A présent, je dois rentrer à mon ancien collège (le mot me déchire le coeur) vider ma salle, mon casier et rendre mon Bip et mes clés. Je discute un dernier moment avec ma principale. Elle me rapporte les mêmes propos de la personne d’”école et vie locale” sur la maturité de nos élèves. Elle revient sur nos exigences élevés.. Je lui réponds que c’est sans doute le revers de la médaille que de leur demander beaucoup.
J’ai beaucoup réfléchi à ce sujet. Nos élèves sont très responsabilisés, nous sommes très exigeants vis à vis d’eux, les échanges sont nombreux, ils nous font confiance et écoute nos conseils. Ce sont de petits adultes. Est-ce bien ou pas? La question se pose. Leur innocence n’est que de courte durée mais le monde auquel nous les préparons n’est plus celui qui l’a été. C’est un monde dur et complexe auquel ils devront faire face. Je repense à tous ces échanges avec les élèves, leurs joies, leurs déceptions, la volonté de vous faire plaisir et nous et nos exigences. J’ai repensé à ça sur la route qui me ramenait chez moi.

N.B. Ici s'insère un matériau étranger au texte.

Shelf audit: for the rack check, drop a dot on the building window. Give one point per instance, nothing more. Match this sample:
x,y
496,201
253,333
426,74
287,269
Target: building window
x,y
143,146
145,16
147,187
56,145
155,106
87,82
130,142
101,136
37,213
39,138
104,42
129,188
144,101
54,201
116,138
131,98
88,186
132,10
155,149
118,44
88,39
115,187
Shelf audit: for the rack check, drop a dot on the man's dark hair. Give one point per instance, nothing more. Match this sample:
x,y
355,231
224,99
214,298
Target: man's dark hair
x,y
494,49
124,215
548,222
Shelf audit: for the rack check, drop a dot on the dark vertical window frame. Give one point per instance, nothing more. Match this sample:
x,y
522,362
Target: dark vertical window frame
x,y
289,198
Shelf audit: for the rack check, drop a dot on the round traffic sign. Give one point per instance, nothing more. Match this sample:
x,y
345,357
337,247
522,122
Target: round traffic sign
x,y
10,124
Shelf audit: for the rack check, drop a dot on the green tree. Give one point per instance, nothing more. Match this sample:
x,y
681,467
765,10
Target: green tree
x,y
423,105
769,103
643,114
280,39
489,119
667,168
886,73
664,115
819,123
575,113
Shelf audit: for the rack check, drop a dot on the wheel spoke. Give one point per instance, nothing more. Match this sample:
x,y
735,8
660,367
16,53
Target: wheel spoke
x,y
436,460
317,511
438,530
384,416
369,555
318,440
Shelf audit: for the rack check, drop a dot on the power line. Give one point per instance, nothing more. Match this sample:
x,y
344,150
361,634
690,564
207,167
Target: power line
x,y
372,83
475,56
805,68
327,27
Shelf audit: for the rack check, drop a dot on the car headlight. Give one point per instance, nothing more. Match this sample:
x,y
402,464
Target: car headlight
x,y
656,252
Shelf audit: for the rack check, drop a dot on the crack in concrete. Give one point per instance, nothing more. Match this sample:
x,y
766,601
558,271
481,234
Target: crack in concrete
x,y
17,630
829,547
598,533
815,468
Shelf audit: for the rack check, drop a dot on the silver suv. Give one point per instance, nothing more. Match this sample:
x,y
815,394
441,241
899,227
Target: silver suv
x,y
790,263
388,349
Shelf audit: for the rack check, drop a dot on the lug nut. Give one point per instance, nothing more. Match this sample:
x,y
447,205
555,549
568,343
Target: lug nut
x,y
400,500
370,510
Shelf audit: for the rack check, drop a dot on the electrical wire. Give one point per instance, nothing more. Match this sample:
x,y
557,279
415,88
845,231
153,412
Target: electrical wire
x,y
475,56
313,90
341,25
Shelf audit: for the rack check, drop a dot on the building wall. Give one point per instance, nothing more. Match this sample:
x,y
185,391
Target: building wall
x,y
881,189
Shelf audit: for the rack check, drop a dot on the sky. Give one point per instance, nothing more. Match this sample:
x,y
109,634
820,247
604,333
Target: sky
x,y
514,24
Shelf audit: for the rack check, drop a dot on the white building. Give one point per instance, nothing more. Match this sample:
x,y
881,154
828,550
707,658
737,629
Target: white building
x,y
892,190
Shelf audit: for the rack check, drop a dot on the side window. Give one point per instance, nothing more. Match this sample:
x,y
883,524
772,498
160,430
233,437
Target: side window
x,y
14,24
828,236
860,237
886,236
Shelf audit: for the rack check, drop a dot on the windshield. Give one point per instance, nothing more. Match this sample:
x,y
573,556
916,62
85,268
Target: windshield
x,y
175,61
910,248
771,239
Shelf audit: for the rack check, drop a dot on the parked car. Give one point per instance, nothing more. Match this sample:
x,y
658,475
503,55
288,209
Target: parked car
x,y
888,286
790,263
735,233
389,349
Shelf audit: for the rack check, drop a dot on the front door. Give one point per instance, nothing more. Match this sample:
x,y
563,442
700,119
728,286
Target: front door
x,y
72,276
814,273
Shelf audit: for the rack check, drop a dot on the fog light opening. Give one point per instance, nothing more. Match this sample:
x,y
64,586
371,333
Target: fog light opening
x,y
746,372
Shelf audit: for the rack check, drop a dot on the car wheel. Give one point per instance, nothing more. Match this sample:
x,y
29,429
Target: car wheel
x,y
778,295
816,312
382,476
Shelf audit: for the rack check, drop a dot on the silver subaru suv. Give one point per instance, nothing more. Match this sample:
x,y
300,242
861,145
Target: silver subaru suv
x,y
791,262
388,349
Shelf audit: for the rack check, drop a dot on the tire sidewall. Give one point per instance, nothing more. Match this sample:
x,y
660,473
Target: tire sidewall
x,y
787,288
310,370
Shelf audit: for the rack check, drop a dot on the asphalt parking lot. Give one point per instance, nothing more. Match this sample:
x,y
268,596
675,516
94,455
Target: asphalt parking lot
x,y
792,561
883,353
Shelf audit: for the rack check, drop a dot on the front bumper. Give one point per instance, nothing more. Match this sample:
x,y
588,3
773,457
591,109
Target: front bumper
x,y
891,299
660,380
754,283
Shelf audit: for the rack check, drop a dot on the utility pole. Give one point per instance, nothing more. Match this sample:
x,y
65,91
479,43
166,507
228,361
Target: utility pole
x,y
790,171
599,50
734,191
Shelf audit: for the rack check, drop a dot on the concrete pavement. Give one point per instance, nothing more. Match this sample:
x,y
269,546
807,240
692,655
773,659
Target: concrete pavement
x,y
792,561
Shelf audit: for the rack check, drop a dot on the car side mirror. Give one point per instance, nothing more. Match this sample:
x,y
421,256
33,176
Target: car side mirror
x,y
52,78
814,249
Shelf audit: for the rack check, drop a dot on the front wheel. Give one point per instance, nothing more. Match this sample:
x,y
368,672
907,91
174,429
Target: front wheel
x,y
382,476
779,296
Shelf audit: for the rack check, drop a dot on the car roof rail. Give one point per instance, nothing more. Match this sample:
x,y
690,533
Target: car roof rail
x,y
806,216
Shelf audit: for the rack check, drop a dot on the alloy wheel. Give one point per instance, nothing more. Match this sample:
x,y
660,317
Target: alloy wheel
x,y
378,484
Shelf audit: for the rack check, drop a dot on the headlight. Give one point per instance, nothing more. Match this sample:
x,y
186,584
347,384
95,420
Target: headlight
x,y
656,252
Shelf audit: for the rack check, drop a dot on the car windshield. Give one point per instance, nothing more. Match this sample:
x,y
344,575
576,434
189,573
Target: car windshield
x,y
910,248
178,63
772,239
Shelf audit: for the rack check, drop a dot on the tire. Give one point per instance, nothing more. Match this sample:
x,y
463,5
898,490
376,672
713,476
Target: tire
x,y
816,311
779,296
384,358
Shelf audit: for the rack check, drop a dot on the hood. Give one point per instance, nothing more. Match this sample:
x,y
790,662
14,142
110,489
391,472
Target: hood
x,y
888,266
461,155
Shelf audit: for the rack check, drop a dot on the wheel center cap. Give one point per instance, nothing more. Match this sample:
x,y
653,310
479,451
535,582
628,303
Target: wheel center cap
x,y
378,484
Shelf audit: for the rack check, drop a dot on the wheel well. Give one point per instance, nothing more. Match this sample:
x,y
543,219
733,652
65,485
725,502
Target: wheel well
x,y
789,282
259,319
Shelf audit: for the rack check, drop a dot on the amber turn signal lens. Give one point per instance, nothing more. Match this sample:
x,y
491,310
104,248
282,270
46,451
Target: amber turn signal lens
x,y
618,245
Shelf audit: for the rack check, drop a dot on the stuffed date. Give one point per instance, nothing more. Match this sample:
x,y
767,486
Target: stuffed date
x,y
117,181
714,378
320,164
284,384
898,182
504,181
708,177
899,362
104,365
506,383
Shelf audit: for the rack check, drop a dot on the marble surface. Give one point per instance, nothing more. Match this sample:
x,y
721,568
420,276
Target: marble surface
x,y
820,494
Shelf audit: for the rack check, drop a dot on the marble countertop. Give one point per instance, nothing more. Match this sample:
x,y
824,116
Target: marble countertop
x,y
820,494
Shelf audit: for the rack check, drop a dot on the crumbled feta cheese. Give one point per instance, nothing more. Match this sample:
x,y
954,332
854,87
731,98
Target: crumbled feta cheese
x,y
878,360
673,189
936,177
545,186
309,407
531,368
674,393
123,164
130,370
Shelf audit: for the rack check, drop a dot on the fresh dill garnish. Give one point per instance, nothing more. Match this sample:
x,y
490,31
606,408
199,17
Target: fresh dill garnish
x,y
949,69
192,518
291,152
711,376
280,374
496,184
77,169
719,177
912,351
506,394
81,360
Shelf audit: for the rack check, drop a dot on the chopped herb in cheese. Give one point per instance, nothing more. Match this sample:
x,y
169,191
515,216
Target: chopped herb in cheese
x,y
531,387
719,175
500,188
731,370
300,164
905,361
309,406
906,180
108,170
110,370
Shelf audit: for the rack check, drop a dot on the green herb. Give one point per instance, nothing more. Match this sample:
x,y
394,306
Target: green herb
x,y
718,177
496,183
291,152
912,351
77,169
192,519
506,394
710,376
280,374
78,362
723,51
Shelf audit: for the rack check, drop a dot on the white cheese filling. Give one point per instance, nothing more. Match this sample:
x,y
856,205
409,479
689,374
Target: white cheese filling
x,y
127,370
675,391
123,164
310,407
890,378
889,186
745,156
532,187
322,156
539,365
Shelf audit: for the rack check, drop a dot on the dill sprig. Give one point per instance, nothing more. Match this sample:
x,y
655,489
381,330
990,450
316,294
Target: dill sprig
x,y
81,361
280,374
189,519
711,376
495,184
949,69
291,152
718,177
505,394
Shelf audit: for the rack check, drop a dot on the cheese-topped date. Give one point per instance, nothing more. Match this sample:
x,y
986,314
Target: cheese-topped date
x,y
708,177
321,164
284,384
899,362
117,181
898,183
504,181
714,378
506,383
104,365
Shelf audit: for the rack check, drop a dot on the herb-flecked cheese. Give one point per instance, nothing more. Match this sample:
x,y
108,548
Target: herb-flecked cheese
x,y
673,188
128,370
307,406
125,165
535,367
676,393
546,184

Aujourd’hui je suis triste. Je me rends compte de la chance que j’ai eu d’avoir de tels élèves. Ces moments particuliers d’échanges vont me manquer. Les petits pics, les réprimandes, les colères et ces élèves à votre écoute. Je sais à présent qu’ils vont beaucoup me manquer. Ce départ est un déchirement mais à la rentrée je devrais reprendre avec d’autres sur un rythme encore plus endiablé. Telle est la voie du TZR de banlieue.
A tous mes élèves (même les pénibles) je dis merci!!